Natural as well as anthropogenic factors cause warming

This is certainly true, and no climate scientist has ever suggested otherwise; in fact, a large part of what makes climate research so complex is the challenge of accurately identifying natural cycles so that the human impact on them can be likewise accurately determined. Over Earth’s long history, there have been periods of global warming and cooling, many of which were characterized by significant increases or decreases in greenhouse gases. What the climate deniers leave out, however, is that those historic increases in CO2 and methane led to serious environmental disruptions, including mass extinctions. Far from being evidence that human emissions are inconsequential, the environmental record is even more proof that massive increases in greenhouse gases are lethal to life on Earth.

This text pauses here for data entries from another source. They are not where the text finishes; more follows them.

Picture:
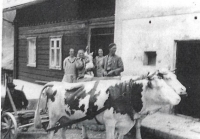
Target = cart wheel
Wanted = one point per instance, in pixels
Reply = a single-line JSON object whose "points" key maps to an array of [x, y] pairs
{"points": [[8, 126]]}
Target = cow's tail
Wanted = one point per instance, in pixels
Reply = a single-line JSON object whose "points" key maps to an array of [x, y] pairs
{"points": [[37, 118]]}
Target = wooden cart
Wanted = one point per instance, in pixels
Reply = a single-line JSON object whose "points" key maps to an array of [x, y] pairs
{"points": [[13, 122]]}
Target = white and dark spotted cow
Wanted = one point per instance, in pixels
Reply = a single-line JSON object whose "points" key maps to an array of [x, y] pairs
{"points": [[167, 75], [71, 101]]}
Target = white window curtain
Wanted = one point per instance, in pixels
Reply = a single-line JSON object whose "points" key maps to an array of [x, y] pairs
{"points": [[31, 51], [55, 58]]}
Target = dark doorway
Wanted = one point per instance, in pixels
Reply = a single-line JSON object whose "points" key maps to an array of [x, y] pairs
{"points": [[101, 38], [188, 73]]}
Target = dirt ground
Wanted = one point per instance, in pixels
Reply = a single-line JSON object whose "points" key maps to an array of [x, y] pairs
{"points": [[76, 134]]}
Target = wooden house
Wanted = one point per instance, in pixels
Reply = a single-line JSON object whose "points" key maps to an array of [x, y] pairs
{"points": [[45, 32]]}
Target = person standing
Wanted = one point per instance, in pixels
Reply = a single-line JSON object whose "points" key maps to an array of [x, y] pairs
{"points": [[112, 64], [81, 64], [99, 63], [69, 66]]}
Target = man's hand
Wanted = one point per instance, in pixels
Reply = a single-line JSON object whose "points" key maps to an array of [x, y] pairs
{"points": [[110, 72], [105, 73]]}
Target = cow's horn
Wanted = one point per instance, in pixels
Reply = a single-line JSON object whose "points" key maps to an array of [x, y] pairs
{"points": [[173, 70], [151, 75]]}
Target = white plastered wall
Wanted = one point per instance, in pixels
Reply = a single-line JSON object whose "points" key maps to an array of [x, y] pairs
{"points": [[170, 21]]}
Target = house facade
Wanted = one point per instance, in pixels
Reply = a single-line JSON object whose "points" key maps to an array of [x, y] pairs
{"points": [[46, 31], [152, 34]]}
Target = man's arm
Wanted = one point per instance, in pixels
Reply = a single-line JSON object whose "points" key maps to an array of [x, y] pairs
{"points": [[120, 67], [64, 64], [79, 64], [103, 67], [24, 99]]}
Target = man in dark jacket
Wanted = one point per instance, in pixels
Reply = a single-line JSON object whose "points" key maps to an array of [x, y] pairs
{"points": [[18, 97], [112, 64]]}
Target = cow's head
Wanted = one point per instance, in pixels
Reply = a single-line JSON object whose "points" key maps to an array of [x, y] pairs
{"points": [[171, 79], [157, 91]]}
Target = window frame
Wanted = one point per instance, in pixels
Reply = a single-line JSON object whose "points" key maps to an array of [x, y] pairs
{"points": [[55, 38], [28, 54]]}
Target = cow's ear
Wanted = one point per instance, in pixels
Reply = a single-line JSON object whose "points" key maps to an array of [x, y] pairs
{"points": [[149, 84]]}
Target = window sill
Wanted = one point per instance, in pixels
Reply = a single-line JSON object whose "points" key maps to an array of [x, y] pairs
{"points": [[31, 65]]}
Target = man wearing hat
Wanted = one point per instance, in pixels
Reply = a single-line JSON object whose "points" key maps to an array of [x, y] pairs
{"points": [[112, 64], [18, 97]]}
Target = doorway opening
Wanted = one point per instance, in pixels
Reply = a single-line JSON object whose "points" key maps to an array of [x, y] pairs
{"points": [[188, 73], [101, 38]]}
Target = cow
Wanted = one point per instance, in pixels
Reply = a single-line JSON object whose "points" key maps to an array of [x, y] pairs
{"points": [[167, 75], [124, 102]]}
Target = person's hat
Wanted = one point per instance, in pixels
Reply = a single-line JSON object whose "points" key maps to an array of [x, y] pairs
{"points": [[11, 85], [111, 45]]}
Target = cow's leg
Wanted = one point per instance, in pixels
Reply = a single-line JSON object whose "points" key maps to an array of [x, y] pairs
{"points": [[84, 132], [51, 133], [110, 129], [138, 131], [63, 133], [120, 136]]}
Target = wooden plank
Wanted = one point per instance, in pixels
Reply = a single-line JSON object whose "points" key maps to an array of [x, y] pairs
{"points": [[94, 20], [53, 29], [48, 34], [39, 71], [38, 77]]}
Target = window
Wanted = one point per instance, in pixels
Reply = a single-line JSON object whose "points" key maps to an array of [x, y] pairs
{"points": [[55, 56], [150, 58], [31, 51]]}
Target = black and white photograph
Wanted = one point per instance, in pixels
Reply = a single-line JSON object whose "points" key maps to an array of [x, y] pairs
{"points": [[100, 69]]}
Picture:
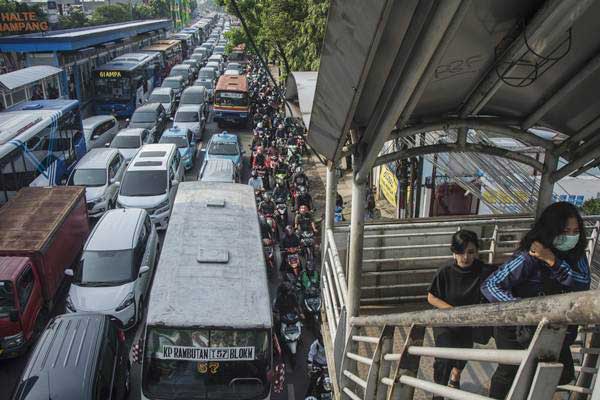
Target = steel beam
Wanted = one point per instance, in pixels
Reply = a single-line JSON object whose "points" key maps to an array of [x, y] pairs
{"points": [[578, 308], [576, 164], [547, 182], [479, 123], [455, 148], [379, 129], [549, 23], [558, 96]]}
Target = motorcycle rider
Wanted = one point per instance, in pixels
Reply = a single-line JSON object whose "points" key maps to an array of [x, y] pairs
{"points": [[256, 181], [304, 221], [267, 205], [316, 357], [303, 199], [290, 240], [310, 276]]}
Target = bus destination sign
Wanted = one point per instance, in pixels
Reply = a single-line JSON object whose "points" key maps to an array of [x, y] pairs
{"points": [[185, 353]]}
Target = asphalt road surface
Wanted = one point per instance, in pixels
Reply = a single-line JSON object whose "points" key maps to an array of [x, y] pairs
{"points": [[295, 381]]}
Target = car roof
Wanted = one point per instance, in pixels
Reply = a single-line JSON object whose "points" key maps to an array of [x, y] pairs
{"points": [[148, 107], [157, 153], [131, 132], [116, 230], [161, 90], [97, 158], [224, 137], [65, 358], [96, 120]]}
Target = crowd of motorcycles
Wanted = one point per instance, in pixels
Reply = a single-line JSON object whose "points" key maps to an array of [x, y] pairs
{"points": [[285, 208]]}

Warming is far slower than predicted

This assertion is simply a lie. Several research studies already published over the past couple of years, along with ongoing research — which is being continuously conducted for the very purpose of determining whether climate models are accurate or not — show that the warming of the planet has tightly tracked model predictions, dating all the way back to even the comparatively crude models of the 1970s.

Climate policy relies on inadequate models

As the previous assertion is false, so is this one. Climate policy may differ from place to place, and thus be more or less effective, but it is all based on the same set of accurate data.

More CO2 is favorable for nature, greening our planet

This is the most ridiculous of the claims made in the so-called World Climate Declaration. Plants do indeed need CO2, but more CO2 in the atmosphere does not create more plants. As the world’s forest cover disappears at an accelerating rate, the amount of CO2 that plant life can absorb from the atmosphere is constantly decreasing, while the amount of CO2 being pumped into the atmosphere by human activity increases — to the point that there is now more CO2 in the atmosphere than at any time in the past 800,000 years, with far less plant life to absorb it.

Global warming has not increased natural disasters

The best answer to this assertion is “yes and no” because this is the aspect of climate science that is the most complicated and bears the largest degree of uncertainty. While scientists have nailed down broad climate trends — increasing CO2 levels, increasing sea and atmospheric temperatures — and certain broad effects, such as overall increase in the global average temperature and sea level, the models are not as accurate for predicting short-term, regional effects. It is a matter of scale; a model built on a dataset that encompasses the entire globe over a timescale of millennia has limitations if applied to a specific country or region for a period of decades or years.

Nonetheless, some specific, real-time effects have been accurately connected to the warming of the planet over the past 250 to 300 years since the beginning of the Industrial Age. Global warming has established a hotter baseline for summer temperatures, which dramatically increases the odds of more frequent, more extreme, and longer-lasting heat waves, which in turn increase the likelihood of more frequent and extreme weather events — including more extreme winter weather, due to the pole-ward shift of warmer sea and atmospheric temperatures altering weather patterns.